イ)  給与システムについて・・・・月給は2度払い!
・辞令の一行目に「・・・月俸金参千八百五拾圓支給ス」(¥3,850)とあります。
・学校への求人資料には「初任給¥7,700」となっていました。
・当時、月給は月の15日と月末の2回に分けて支払われていたのです。 正式な初任給は¥3,850なのです。
・15日には¥3,850がそのまま支給されます。月末には残り¥3,850から税金や失業保険や 給食費などいろいろなものが
差し引かれて支給されます。従って月末に受け取る月給は額面の半分くらいしかありませんでした。
☆唯この給与システムには独特のシステムが付随していました。
・それは、月末に受け取る¥3,850には10〜20%の割り増しが付くのです。
・この数字は浜松の本社工場で作るピアノの生産目標達成率に連動していて計画をオーバーした時はそのオーバー分が
給与に上乗せされるのです。  中々面白いシステムですが自分の給与の一部が工場の人たちの手にあると思うと何となく
おかしな気分でした。

◆ここで少し余談・・・ ・私の初任給が¥7,700であることは既述の通りですが当時この¥7,700と云う初任給は
如何にも地方都市の会社の初任給と云う感じでした。 ・当時高校卒の最高の初任給は「東京海上保険」の¥10,500と
いう記憶が有ります。 ただこの会社には学年トップでないと入社試験を受けられませんでした。 ・また、ビール3社も
¥9,000前後で結構人気が有りました。  商業高校出身者にとっての定番は銀行ですが大体¥9,000前後でした。
★ちなみに、この頃ヤマハで一番安いピアノはアップライトピアノU1A型で¥195,000でした。 このピアノを買うには
¥7,700の月給では飲まず食わずで貯金して2年4か月位掛かります。 ピアノはそれ程高級品でした。

ロ) 身分制度について
・上の辞令に「准社員ニ採用シ・・・」とあります。
・どこの会社も採用後3か月〜半年間試用期間が有りますが日本楽器のこの制度はそれとは違います。
・大学卒は社員補、高卒男子は准社員、高卒女子は雇員という実にきっちりした身分制度が有ったのです。大学卒の
社員補は1年で社員になります。高卒男子の准社員は5〜6年かかって社員補、 社員になります。しかも、「英・国・数」
の試験を受けてです。でも幸いなことにこの試験制度は前年に無くなっていました。

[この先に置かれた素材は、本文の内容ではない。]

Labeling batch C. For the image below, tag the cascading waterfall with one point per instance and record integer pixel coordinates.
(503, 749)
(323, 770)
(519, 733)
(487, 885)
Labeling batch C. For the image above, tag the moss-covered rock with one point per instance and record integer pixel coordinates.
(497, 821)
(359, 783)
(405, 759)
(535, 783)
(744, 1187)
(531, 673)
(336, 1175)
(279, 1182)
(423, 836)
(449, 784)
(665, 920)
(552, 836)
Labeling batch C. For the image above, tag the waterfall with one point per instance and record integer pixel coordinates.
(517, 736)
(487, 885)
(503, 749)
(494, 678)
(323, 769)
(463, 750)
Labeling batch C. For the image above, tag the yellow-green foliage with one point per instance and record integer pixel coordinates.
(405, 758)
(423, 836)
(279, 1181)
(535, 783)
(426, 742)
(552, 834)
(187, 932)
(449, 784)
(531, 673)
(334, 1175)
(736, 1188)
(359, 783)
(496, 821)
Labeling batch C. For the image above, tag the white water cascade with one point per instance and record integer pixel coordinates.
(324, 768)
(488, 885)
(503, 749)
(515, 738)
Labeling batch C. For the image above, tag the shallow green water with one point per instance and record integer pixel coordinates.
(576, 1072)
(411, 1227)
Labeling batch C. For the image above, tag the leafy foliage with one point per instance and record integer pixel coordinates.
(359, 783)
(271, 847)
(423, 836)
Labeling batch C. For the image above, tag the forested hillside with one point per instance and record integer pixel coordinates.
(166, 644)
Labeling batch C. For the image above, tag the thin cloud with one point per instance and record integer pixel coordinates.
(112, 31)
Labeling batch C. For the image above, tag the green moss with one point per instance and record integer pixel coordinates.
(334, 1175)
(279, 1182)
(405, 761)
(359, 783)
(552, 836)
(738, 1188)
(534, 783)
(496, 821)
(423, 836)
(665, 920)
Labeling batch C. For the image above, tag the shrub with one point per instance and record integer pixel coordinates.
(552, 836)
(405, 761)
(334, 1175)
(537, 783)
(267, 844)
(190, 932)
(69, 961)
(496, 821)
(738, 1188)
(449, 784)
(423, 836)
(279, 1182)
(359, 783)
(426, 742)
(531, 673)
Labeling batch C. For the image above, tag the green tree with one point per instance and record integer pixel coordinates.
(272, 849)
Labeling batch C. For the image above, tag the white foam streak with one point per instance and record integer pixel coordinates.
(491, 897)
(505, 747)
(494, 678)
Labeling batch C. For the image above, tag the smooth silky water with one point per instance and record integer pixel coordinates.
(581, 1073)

私は社員になるのに6年かかり
ました。
・女子の雇員、当時は入社して5、6年で結婚退社するケースが殆どでしたので准社員や社員補になったと云う話は聞い
たことが有りません。
・それから、主任、係長、課長といった役職には社員補以上でないと付けない仕組みでした。 ※給料2度払いや身分制度
がいつ無くなったのかはっきりした記憶が有りません。  私は32年に入社し3年間銀座店でピアノ係(外売担当)をして
35年に都内卸(特約店担当)に移り38年に大阪に転勤になりました。  多分、35〜36年頃にこれらのシステムが無く
なったのではないかと思います。

ハ) 今なら大問題・・・女子のセクハラ入社試験  
・辞令には出ていませんがこんなことがよくぞまかり通ったという女子社員の入社試験が有りました。当時はまだセク
ハラなんて言葉は有りませんでした。  
・何しろ女子の就職は嫁入り前の腰かけ就職と周りも思い、本人もそう思っていた時代です。 面接では結婚したら退職
する事を前提に話が進められたとも聞きました。。  
・いくらそんな時代にせよ日本楽器のやったことは凄い!   何をやったのか?  
 《昭和30年入社の原 京子先輩の体験談》  
 入社試験を受けにきた女性は先ずヤマハホールに集められます。ホールのステージは緞帳がおろされ金屏風が置かれ
 その前にロープが張られます。受験の女性たちは下手からステージに上がり採用係の男性4人が並んだ前で名前を言い 上手から降りる・・・客席にいる大勢の受験者にはみえないようになっていました。その後受験番号が読み上げられ
 たものだけが貸切バスで筆記試験の会場へ行きました。筆記試験に行ったのは当初の半分以下になっていました。

・今どきこんなことをしたら大問題になりますし場合によってはその企業はつぶれるでしょうね。  
・これも33年には廃止されたようです。